One of the many things I love about Koha is the easy access I have to statistics. I’m a do-it-yourselfer, so I seldom use Koha’s built-in reports. Instead I go directly to the source: Koha’s statistics table.

Field Type Null Key Default Extra
datetime datetime YES MUL NULL
branch varchar(10) YES NULL
proccode varchar(4) YES NULL
value double(16,4) YES NULL
type varchar(16) YES NULL
other mediumtext YES NULL
usercode varchar(10) YES NULL
itemnumber int(11) YES NULL
itemtype varchar(10) YES NULL
borrowernumber int(11) YES NULL
associatedborrower int(11) YES NULL

The statistics table is long-term memory storage for circulation transactions: checkouts, check-ins, renewals, and payments. The kind of reports we depend on most are circulation reports, so I usually focus on checkouts and renewals.

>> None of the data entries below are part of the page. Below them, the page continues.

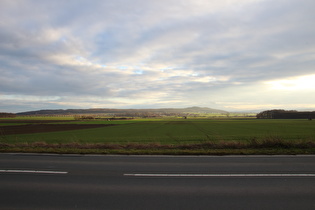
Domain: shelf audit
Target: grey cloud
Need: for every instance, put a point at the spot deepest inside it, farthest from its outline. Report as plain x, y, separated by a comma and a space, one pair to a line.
77, 48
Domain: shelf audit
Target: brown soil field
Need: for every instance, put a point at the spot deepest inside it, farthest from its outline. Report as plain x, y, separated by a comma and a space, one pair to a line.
42, 128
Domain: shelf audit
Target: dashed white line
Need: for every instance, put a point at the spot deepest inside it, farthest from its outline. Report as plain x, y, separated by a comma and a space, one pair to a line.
221, 175
32, 171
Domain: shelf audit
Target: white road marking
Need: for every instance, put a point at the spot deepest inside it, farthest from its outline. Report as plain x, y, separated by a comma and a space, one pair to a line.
221, 175
33, 171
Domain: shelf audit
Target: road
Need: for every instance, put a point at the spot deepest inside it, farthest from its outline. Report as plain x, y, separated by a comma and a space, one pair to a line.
34, 181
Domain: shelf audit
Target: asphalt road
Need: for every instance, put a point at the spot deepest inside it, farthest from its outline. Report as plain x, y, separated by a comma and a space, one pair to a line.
33, 181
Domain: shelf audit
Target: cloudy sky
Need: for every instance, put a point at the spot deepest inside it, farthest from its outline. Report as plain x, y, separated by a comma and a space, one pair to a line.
233, 55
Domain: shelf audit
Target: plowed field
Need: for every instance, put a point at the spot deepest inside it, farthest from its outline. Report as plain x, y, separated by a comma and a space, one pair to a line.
44, 127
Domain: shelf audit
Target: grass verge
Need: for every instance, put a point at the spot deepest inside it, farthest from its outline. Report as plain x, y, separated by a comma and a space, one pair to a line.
252, 147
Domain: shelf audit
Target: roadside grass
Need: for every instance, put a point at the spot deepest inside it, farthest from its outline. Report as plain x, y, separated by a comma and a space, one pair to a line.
173, 136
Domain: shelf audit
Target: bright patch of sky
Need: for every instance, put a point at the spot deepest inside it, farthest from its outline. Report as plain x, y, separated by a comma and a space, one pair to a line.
234, 55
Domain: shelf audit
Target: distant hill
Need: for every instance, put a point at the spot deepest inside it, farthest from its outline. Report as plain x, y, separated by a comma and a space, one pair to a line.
125, 112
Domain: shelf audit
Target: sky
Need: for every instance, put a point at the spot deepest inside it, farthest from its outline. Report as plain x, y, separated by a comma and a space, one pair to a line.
234, 55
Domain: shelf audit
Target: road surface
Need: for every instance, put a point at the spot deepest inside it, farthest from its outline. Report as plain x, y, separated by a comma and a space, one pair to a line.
35, 181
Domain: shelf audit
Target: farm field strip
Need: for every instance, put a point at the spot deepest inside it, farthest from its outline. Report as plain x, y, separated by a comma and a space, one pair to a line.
172, 131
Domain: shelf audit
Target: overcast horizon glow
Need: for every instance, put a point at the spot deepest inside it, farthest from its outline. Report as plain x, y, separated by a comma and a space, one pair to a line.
234, 55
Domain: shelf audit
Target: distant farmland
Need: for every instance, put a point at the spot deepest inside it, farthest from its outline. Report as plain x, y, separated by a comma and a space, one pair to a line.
165, 134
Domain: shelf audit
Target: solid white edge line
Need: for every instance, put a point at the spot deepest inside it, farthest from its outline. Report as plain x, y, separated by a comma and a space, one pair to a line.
221, 175
33, 171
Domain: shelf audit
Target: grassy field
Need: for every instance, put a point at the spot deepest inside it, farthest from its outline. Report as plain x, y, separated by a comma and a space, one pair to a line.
174, 133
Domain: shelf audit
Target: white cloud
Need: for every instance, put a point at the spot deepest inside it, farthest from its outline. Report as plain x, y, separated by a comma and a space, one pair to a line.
228, 54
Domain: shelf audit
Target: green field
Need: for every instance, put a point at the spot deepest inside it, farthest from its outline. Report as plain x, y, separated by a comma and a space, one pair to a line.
174, 131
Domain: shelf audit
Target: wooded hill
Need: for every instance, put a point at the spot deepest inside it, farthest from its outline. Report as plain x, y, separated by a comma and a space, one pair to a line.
285, 114
127, 112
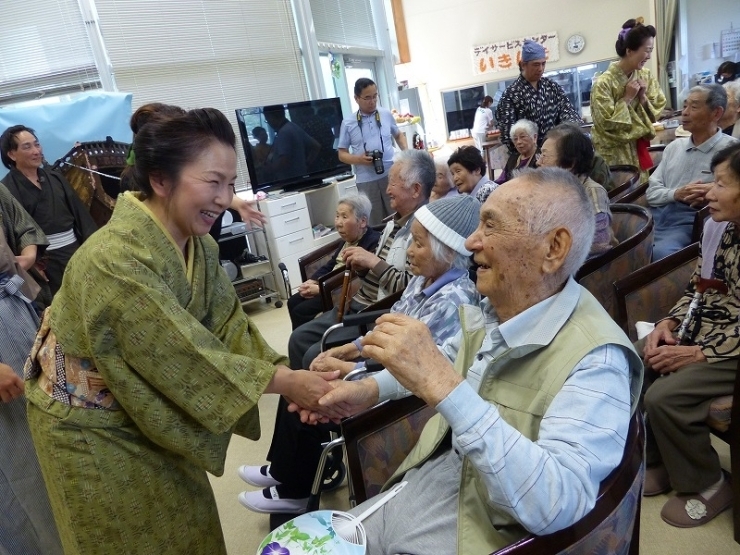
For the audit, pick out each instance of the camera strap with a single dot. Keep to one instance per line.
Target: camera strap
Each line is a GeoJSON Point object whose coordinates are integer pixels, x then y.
{"type": "Point", "coordinates": [380, 133]}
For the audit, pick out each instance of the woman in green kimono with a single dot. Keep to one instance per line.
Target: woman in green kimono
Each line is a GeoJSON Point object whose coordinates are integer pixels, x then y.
{"type": "Point", "coordinates": [145, 363]}
{"type": "Point", "coordinates": [626, 100]}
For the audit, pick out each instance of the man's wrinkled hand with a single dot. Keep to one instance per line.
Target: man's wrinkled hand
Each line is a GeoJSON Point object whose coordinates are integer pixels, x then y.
{"type": "Point", "coordinates": [669, 358]}
{"type": "Point", "coordinates": [331, 364]}
{"type": "Point", "coordinates": [661, 335]}
{"type": "Point", "coordinates": [306, 388]}
{"type": "Point", "coordinates": [11, 386]}
{"type": "Point", "coordinates": [405, 347]}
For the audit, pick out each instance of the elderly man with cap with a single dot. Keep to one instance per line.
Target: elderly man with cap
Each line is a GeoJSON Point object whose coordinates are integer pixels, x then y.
{"type": "Point", "coordinates": [439, 262]}
{"type": "Point", "coordinates": [533, 97]}
{"type": "Point", "coordinates": [535, 411]}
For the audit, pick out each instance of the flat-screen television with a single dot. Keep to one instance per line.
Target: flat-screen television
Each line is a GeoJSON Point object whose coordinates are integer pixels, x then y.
{"type": "Point", "coordinates": [291, 146]}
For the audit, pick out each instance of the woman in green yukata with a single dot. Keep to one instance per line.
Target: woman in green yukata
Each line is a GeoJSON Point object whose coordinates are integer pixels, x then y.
{"type": "Point", "coordinates": [626, 100]}
{"type": "Point", "coordinates": [145, 364]}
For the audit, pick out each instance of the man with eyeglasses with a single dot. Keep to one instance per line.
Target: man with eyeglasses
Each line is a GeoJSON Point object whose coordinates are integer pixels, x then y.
{"type": "Point", "coordinates": [366, 142]}
{"type": "Point", "coordinates": [533, 97]}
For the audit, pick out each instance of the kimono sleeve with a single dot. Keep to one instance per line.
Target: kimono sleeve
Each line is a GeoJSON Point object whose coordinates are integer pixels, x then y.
{"type": "Point", "coordinates": [165, 366]}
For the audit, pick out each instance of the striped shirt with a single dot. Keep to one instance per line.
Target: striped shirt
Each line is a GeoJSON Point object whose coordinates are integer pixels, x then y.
{"type": "Point", "coordinates": [393, 272]}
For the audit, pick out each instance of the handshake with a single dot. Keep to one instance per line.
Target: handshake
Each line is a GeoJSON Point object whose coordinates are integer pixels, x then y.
{"type": "Point", "coordinates": [403, 345]}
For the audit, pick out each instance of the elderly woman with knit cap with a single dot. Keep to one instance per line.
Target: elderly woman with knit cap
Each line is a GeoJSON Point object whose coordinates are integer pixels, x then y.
{"type": "Point", "coordinates": [626, 100]}
{"type": "Point", "coordinates": [439, 261]}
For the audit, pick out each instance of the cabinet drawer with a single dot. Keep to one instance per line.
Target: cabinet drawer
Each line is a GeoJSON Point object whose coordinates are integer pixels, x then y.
{"type": "Point", "coordinates": [347, 187]}
{"type": "Point", "coordinates": [285, 224]}
{"type": "Point", "coordinates": [299, 241]}
{"type": "Point", "coordinates": [278, 206]}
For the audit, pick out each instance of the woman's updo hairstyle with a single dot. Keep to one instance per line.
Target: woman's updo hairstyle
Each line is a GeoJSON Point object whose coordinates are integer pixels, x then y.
{"type": "Point", "coordinates": [165, 145]}
{"type": "Point", "coordinates": [632, 36]}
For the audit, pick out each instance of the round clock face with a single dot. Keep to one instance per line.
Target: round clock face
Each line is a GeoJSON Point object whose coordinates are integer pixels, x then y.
{"type": "Point", "coordinates": [575, 44]}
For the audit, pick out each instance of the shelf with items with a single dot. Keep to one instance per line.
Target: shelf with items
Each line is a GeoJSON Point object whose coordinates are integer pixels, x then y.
{"type": "Point", "coordinates": [254, 278]}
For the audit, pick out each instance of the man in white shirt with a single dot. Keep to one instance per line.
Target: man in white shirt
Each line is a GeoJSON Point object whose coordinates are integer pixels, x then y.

Just a few of these fields are relevant to most of my circulation reports:

  • datetime stores the date and time of the transaction.
  • branch stores the three-letter code for the branch where the transaction took place.
  • type records whether the statistic is a checkout (“issue”), check-in (“return”), renewal (“renew”), payment (“payment”), or write-off (“writeoff”).
  • itemnumber, which records the id of the item in Koha’s catalog.

Using these pieces we can put together a query which counts circulations per branch for a given month:

SELECT branch,count(*) FROM statistics WHERE year(datetime) = 2009 AND month(datetime) = 12 AND (type = 'issue' OR type = 'renew') GROUP BY branch ORDER BY branch;
branch count(*)
ALB 2762
APL 21475
COV 1746
CPL 616
GPL 2725
NPL 5475
PPL 5391

7 rows in set (37.16 sec)

One important thing to note about the results of that query: It took over thirty-seven seconds to execute. That’s ages in MySQL terms, and a cause for caution. We’ve been using Koha since 2003, so our statistics table is huge: almost nine million rows. For that reason I don’t run my statistics queries directly on our production Koha server. I back up the statistics table to a separate database where it won’t interfere with the performance of our Koha operations.

Getting fancy

Querying MySQL directly can get you many of the numbers you want, but if you want to aggregate data and manipulate it in fun ways you have to add a scripting layer to the process. For Koha that’s Perl, for me it’s PHP. The end result that I want to share is a report of circulations per month for all branches. This report shows not just the raw numbers from Koha but also formats them as a graph using Google’s Chart API.

This was just a quick look at the kind of work I’ve been doing recently. There are a lot of pieces of the puzzle that I’ve glossed over. I hope at the very least it’s an interesting glimpse of what is possible when you have easy access to your data and the tools to manipulate it.